Jackson’s parole officer was recommended for dismissal, it states.
Hernandez, on the curfew monitor, also had violations that went unanswered or unaddressed, records show.
On the day of the hospital shootings, there was a warrant for Hernandez’s arrest because he had violated curfew. The report prepared for Abbott states: “Parole officer called him and showed he went to the hospital for the birth of his child and the warrant was withdrawn.”
In other words, Hernandez wasn’t arrested. And because he was wearing a non-GPS monitor, authorities had no idea where he was – until shots rang out at the labor and delivery unit at Methodist.
State Representative Rafael Anchia is outraged by the lack of supervision and accountability for people like Hernandez.
"He did everything you could possibly do to have parole revoked yet the Board of Pardons and Paroles kept him out and did not put him back in jail, which they should have done.”
Revocations
We asked state officials how many parolees have had their parole revoked due to monitoring related violations annually.
They said there are between 3,000 and 4,000 revocations each year.
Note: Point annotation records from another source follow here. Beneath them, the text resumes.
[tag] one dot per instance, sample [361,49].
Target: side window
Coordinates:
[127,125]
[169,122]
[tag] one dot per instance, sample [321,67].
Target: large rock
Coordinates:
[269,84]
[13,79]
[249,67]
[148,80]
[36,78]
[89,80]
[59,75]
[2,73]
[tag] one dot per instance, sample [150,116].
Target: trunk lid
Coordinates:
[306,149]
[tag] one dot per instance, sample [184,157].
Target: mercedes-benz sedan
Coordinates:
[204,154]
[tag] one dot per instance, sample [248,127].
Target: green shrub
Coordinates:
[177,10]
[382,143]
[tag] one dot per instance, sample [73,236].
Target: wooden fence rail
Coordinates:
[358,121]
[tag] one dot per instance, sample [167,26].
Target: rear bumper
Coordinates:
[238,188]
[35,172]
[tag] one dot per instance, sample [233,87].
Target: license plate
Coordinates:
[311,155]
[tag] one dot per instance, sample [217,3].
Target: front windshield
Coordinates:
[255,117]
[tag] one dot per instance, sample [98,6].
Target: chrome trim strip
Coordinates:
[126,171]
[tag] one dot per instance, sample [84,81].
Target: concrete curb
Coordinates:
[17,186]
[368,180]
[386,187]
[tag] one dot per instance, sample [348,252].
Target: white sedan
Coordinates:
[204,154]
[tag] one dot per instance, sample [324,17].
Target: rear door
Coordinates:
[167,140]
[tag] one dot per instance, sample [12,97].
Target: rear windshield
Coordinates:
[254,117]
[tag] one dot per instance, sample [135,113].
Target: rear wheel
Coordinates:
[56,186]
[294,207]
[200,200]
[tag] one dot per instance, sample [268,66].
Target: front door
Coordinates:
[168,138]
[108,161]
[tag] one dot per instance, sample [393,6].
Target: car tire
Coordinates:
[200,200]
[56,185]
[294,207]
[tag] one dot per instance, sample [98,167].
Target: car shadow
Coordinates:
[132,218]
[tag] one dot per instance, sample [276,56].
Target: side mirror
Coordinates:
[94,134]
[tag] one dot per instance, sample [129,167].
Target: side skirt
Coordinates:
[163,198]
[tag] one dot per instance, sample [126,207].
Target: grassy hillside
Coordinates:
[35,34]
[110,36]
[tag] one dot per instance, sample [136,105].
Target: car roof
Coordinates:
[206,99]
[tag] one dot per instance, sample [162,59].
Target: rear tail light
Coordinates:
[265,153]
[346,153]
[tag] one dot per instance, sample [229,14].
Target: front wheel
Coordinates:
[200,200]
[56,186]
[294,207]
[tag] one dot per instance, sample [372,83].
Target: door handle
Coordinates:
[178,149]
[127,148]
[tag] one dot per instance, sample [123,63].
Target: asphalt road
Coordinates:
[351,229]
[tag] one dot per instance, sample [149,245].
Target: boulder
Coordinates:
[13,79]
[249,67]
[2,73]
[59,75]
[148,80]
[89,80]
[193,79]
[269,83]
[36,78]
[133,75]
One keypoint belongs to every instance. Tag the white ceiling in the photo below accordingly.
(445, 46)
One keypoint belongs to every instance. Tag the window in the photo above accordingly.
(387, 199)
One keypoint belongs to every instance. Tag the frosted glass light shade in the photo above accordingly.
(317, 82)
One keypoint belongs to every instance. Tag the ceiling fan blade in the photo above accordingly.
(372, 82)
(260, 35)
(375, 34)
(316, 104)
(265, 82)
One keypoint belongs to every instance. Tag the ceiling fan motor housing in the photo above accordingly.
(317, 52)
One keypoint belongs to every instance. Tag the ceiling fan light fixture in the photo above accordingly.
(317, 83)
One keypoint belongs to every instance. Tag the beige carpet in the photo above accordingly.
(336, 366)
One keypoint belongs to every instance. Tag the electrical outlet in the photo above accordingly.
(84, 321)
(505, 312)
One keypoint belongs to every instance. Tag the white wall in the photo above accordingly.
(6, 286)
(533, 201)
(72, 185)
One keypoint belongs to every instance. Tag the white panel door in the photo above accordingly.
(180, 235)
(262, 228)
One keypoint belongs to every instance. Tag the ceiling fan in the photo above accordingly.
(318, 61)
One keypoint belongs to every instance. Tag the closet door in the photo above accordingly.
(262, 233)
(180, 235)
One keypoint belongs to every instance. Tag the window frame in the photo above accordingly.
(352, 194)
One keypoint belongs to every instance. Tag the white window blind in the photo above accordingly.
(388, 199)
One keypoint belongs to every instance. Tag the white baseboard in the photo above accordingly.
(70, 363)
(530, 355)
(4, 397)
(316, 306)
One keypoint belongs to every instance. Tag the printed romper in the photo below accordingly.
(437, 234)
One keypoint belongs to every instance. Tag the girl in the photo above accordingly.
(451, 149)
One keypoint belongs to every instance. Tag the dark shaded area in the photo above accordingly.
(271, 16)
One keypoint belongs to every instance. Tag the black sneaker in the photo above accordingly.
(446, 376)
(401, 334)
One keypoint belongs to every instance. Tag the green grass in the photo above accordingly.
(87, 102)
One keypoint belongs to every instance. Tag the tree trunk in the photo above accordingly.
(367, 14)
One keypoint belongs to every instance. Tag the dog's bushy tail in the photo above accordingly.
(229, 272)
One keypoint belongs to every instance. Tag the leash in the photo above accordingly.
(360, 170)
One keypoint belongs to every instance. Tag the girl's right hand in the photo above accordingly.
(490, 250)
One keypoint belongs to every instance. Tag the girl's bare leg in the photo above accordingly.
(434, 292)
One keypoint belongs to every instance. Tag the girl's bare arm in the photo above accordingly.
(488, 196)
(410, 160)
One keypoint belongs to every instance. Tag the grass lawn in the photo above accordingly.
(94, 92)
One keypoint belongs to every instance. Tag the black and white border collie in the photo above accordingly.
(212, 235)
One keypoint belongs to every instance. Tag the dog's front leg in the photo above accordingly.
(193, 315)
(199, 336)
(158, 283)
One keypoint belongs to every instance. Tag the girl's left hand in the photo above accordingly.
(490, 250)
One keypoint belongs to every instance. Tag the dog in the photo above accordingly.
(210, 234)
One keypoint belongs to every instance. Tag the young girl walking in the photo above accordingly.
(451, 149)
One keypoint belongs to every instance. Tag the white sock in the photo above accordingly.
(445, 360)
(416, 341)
Here’s a breakdown by county, per the Texas Department of Criminal Justice:
Some, however, don’t go back to jail despite multiple violations.
Time and time again, Hernandez violated his ankle monitor conditions, the state report shows. Five months before the shootings at Methodist hospital, Carrollton police arrested him on a warrant for cutting off his ankle monitor. He spent 100 days in jail and was released – right back into society.
But he didn’t go to jail for breaking the law.
Removal not a crime
In Texas, it isn’t a crime to cut off your ankle monitor. It’s only an administrative violation.
Andy Kahan runs the CrimeStoppers program in Houston and has been fighting to get the law changed after a crime spree in Houston by a parolee on an ankle monitor who had cut it off.
Kahan spoke at a state house committee meeting in 2019.
“Ankle monitors are as good as the person who wants to honor it,” Kahan said. “If they want to honor it, it’s the greatest tool in the world. But guess what? If they do not want to honor it, there’s nothing to prevent them from removing, destroying or tampering.”
Kahan told lawmakers back then that seven other states, including Florida, New York, California and Michigan, make it a criminal offense to tamper with a leg monitor.
In Texas, lawmakers drafted a bill to make cutting off a monitor a crime. It passed the House but failed in the Senate, so it didn’t become law.
New legislation
Rep. Anchia said he plans to introduce his own bill this legislative session to criminalize cutting off the ankle monitor. It would also immediately revoke a person’s parole when they cut off their monitor.
“I’m working with DPD on this,” Anchia said. “The bill says if you cut your ankle monitor, you’re immediately going to have your parole revoked and you’re going to serve your full sentence. No more of this stuff that, ‘Hey, you cut it off, and you’re staying on parole.’ Sorry.”
Anchia, a Dallas democrat, will have bipartisan support. Gov. Abbott has called for legislation as well in a letter to the Lt. Governor and House Speaker. “Texas cannot allow violent offenders who jeopardize public safety back into our communities,” Abbott said.
Hernandez's girlfriend agrees with them that removing a monitor should be a criminal act.
“Hell yea!” she told WFAA. "They should, especially with a person like that has a lot of those kind of charges. They should really track them make sure they shouldn’t be anywhere but being at home.”